People with insufficient home insurance more likely to risk their lives in bushfires, experts say | Australia news


People are more likely to risk their lives in bushfires if they are uninsured or underinsured, experts have said.

In the chaos of an approaching fire, most people struggle to make rational decisions; having no house insurance could feed into making the dangerous decision to stay and protect a home, bushfire behaviour and management professor at the University of Melbourne, Trent Penman, said.

Last year, 1.6m Australian households struggled to pay for home insurance, a 30% increase on the year before, according to the Actuaries Institute. Some areas also are becoming uninsurable.

A 2024 Compare the Market survey found more than one in four Australians did not have home or contents insurance.

It’s also the first essential item people stopped paying for “when things got tough”, the Australian Council of Social Service (Acoss) has found.

“Insurance premiums have surged by an average of 11% and as high as 30% in disaster-prone regions over the past year,” chief executive officer Dr Cassandra Goldie said.
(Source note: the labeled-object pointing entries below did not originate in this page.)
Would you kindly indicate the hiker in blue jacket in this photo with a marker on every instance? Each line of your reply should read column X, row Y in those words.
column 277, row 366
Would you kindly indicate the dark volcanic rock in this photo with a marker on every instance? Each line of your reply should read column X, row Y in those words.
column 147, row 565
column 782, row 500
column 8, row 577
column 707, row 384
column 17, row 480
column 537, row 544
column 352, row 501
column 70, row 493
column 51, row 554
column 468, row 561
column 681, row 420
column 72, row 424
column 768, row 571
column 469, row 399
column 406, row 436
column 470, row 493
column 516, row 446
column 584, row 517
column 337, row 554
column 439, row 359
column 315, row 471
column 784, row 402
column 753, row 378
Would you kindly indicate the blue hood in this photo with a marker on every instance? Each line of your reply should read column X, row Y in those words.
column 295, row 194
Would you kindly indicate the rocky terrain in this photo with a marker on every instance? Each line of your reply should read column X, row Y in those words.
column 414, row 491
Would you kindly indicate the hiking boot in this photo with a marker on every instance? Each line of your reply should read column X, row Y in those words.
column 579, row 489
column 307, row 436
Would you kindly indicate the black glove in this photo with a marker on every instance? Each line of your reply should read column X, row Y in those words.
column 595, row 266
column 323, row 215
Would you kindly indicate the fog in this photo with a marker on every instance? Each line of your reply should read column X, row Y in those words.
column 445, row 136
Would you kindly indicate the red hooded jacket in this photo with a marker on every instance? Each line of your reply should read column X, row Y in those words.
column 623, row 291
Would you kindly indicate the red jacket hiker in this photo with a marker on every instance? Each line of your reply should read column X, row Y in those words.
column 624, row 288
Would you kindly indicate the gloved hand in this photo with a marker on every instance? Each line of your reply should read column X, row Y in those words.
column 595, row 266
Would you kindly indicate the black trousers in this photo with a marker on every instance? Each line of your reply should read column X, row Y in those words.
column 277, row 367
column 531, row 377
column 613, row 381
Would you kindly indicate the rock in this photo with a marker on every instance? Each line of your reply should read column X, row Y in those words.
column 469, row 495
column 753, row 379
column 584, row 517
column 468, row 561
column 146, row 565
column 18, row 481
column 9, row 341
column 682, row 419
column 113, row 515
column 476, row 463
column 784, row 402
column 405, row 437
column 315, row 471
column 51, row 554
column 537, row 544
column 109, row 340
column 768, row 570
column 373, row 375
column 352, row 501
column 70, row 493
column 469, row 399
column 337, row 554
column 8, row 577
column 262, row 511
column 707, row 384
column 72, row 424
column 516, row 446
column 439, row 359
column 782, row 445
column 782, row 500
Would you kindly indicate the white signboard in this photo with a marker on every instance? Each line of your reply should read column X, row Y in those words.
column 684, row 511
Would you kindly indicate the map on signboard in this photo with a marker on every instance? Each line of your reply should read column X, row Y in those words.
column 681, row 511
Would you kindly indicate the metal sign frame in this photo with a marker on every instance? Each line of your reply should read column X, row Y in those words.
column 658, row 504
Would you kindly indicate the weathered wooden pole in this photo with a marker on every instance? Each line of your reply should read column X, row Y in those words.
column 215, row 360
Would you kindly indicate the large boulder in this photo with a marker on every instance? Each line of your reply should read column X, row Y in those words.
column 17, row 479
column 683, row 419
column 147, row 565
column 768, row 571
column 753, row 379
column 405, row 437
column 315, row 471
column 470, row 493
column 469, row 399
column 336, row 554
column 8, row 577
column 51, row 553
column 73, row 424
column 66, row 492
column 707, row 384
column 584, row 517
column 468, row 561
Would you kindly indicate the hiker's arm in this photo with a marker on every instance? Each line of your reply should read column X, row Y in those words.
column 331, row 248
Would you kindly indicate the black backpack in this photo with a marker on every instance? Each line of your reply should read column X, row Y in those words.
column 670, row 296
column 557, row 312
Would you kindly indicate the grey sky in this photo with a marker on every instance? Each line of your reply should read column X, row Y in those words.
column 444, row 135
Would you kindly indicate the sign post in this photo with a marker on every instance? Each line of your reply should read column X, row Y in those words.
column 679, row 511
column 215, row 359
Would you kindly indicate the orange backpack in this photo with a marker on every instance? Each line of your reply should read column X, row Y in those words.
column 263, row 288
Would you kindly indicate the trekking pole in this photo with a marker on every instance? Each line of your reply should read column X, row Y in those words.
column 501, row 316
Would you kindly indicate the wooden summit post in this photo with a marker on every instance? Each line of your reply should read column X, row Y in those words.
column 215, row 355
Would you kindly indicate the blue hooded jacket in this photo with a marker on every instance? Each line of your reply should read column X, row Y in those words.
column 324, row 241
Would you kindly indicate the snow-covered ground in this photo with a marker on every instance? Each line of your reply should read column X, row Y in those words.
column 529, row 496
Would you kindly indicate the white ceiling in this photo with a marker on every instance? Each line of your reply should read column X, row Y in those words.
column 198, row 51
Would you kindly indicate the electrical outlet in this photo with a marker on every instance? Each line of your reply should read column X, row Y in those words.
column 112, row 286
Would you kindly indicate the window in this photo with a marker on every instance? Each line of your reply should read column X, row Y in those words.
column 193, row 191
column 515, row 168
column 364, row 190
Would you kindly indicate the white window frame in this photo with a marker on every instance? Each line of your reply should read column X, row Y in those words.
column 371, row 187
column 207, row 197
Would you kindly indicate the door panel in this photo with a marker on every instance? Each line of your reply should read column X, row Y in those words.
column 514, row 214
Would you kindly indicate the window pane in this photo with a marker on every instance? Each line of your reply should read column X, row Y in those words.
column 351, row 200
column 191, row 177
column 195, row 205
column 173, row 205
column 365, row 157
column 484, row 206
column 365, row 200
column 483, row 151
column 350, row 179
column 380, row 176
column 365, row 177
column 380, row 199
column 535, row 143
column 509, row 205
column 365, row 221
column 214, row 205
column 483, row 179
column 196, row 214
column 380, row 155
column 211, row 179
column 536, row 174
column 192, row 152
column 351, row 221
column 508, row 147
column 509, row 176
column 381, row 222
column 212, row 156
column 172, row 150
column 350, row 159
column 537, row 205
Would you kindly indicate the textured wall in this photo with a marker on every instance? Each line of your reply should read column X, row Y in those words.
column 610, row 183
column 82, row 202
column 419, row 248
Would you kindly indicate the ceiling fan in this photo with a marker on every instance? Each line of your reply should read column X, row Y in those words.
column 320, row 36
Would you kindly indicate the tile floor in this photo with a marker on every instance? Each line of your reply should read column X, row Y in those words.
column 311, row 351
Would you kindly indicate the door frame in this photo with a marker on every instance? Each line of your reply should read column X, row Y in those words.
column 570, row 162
“With catastrophic and unpredictable extreme weather events increasing in all regions across Australia due to climate change, we need to do things differently when it comes to insurance, and we must find specific ways to support people and communities experiencing financial disadvantage,” Goldie said.

Acoss wants insurance to be treated as an essential service, and measures introduced to cut insurance costs for people on low incomes.

After the 2009 Black Saturday fires in Victoria that killed 173 people and destroyed 2,000 homes, authorities changed the advice about staying and defending a well prepared property or leaving early, to emphasise that leaving early was the safest option.

About 13% of the property losses in the Black Saturday fires were uninsured.

Better education, emergency accommodation, property protection and affordable insurance were among the factors that would encourage people to “leave their homes willingly in the face of imminent disasters”, according to University of Newcastle research published in the International Journal of Disaster Risk Reduction in 2024. The researchers interviewed people in NSW in the wake of the devastating 2019-2020 bushfires.

Making decisions under threat of a bushfire is very different from making a decision on a “normal, calm day”, said Penman.

“There’ll be [tree] branches down, it’ll be dark and loud, there will be embers and sirens and a lot going on,” he said. “On Black Saturday, couples left their discussions about what to do until the fire was closer … sometimes the decision gets made for them. It’s either too late to leave or the house is already alight and they’re at personal risk.

He said in those kinds of situations, being underinsured or having no insurance could influence whether people stayed or left.

It’s a situation Adelaide Hills resident David Cobbold has experienced.

After the catastrophic 2019-2020 bushfire season, Cobbold, who runs the Warrawong Wildlife Sanctuary in the Adelaide Hills, struggled to get insurance.

“You’re starting to get desperate. This is your business, life savings, superannuation, children’s inheritance.”

Quotes for complete cover were as high as $150,000, with a maximum claim of $500,000, well below the sanctuary’s value of $1.7m.

“Even if we could afford it, we’re not getting value from it,” he said.

According to the insurance industry, extreme weather, the climate crisis, and construction costs are driving up prices, but the industry has been criticised for a lack of transparency about how those costs are calculated.

The emergency management minister, Jenny McAllister, said the federal government was working with the sector to support vulnerable communities.

“We know that the climate is changing, and Australians can expect to experience more frequent and severe natural disasters. We’re working with industry to invest in resilience and deliver cost-of-living savings to households,” McAllister said.

The Insurance Council of Australia said it would continue to “advocate for programs that reduce risk as the most cost-effective and sustainable way to reduce rising pressure on insurance premiums”.

Cobbold eventually found a suitable insurance policy but there were periods where he would have stayed to defend his property rather than lose everything.

Penman said making a decision early was very important. In the 2013 NSW bushfires, while some people were trying to fight the fires, others were returning to their homes to collect possessions or pets.

“People need to understand their risk and have some really hard thoughts about what they’re willing to lose and what they can’t replace. At the end of the day, a house is just a structure. We can’t replace people’s lives.”